Japan Aerospace Exploration Agency

Introduction:

Wide variety of amino acids has been identified in water extracts from carbonaceous chondrites. It seems that organic compounds in carbonaceous chondrites including amino acids were promising sources for the first terrestrial life. Amino acids in carbonaceous chondrites have been determined after hot water extraction and acid hydrolysis.

Hydrolyzed fractions gave more amino acids than nonhydrolyzed fractions, which shows that a part of amino acids in meteorites exist in bounded form or as precursors. It is controversial, however, that major part of amino acids found in carbonaceous chondrites are free or bounded. Some scientists think that amino acids are formed by the Strecker synthesis in parent bodies of meteorites, and most of them are in free forms. Another possible scenario of origins of meteoritic amino acids is they were originally formed in ice mantles of interstellar dust particles. When we irradiated a mixture of major molecules found in the ice mantles (H2O, NH3, CO and/or CH3OH) with high-energy particles, complex amino acid precursors with high molecular weights were formed [1].

Another important carriers of extraterrestrial organic compounds are cosmic dusts, since it was estimated that more organic carbons were delivered by cosmic dusts than by meteorites [2]. It is not clear, however, that cosmic dusts could carry amino acids since cosmic dusts have been collected in terrestrial biosphere where contamination of amino acids are inevitable.
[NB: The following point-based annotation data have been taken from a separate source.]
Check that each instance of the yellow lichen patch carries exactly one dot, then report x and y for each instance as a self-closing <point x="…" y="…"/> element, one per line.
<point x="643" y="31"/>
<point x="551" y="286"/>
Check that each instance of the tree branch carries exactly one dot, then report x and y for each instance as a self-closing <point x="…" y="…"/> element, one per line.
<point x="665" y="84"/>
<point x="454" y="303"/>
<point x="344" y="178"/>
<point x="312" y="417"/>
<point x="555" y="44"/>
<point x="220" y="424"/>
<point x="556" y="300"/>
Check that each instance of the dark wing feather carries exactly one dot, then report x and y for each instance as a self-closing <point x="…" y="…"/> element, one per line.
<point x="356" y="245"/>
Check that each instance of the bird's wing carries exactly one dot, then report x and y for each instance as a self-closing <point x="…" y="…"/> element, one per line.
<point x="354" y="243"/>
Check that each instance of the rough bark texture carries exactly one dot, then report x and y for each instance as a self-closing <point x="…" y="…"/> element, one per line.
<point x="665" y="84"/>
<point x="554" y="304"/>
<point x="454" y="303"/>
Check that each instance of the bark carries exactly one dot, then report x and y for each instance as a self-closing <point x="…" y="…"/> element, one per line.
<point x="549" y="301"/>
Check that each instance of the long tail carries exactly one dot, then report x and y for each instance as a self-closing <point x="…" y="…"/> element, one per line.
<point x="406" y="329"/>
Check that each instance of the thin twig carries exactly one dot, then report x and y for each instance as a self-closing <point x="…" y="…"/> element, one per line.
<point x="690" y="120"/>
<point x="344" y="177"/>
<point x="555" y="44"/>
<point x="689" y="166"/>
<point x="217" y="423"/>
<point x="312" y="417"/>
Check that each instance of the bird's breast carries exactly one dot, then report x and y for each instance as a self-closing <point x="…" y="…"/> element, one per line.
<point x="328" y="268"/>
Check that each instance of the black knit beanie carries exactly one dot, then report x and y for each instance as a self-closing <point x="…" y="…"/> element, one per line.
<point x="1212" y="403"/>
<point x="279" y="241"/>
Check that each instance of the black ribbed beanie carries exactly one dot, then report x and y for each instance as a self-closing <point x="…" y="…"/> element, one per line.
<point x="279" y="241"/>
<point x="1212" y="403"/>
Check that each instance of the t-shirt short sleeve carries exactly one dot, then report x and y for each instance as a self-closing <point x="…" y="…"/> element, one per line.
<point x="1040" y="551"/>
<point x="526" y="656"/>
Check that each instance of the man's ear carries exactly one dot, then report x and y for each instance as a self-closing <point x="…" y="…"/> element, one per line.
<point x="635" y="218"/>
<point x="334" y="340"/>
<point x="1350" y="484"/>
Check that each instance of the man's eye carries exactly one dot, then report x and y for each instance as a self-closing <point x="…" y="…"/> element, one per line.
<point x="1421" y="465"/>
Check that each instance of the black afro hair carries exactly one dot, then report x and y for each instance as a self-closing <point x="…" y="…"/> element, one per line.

We are now planning a new space experiment named TANPOPO by utilizing the International Space Station (ISS) [3]. Aerogel (ultralow-density silica gel) will be exposed to space on the Exposed Facility of Japanese Experimental Module (Kibo) of ISS for years to collect cosmic dusts. Amino acids in cosmic dusts will be analyzed after returning the aerogel to the Earth. Since cosmic dusts are so tiny, we should apply a new protocol of amino acid analysis for extreme-low level of amino acids.

Here we will present the present situation of the development of amino acid precursors in geo- and cosmological samples.

Samples:

In order to develop a technique to low-level amino acids in geological samples, we used soils sampled in Atacama Desert, Chile. Atacama Desert is ultra-arid environments, and sometimes regarded as Mars analogue.

Targeted carbonaceous chondrites are Antarctic

meteorites (A-881458, Y-793321, Y-980051, Y-982086).

Experimental:

Amino acids in soil samples were extracted with the following two techniques: (1) Hot water extraction and (2) digestion with 5 M HF – 0.1 M HCl. Both extracts were hydrolyzed with 6 M HCl at 110°C for 24 h. Amino acids were determined by HPLC. Blank run was performed by using sea sand after heated at 500°C.

Results and Discussion:

HF digestion of the soil sample gave much more amino acids than hot water extraction. Thus sole hot water extraction would be not adequate for analysis of cosmic dusts or carbonaceous chondrites with low concentration of amino acids. HF digestion gave, however, higher blank amino acids than hot water extraction. We are now constructing a new protocol of amino acid analysis with sequential extraction / digestion techniques, and will show it in the symposium.

Nonhydrolyzed fractions will be also analyzed to determine possible amino acid precursors such as hydantoins.

The analytical procedures applied to the Antarctic meteorites will also be applied to the returned samples by the Tanpopo Mission. The Tanpopo Mission is now scheduled to start in 2015, and aerogels will be returned to the Earth after 1-3 year’s exposure to the low Earth orbit. Thus the first cosmic dust samples captured in aerogel will be obtained after 2016. Aerogel aliquot with tracks and end particles will be cut, be digested with HF-HCl, and be hydrolyzed. Amino acid enantiomers in the hydrolysates will be determined by micro two-dimensional HPLC system developed by Hamase et al. [4].

Acknowledgements:

The present authors thank to Prof. Rafael Navarro-Gonzalez for providing Atacama soil samples. They also thank to National Institute of Polar Research for Antarctic meteorite samples.

References:

[1] Takano et al. (2004) Appl. Phys. Lett., 84,

1410-1412. [2] Chyba C. and Sagan C. (1992)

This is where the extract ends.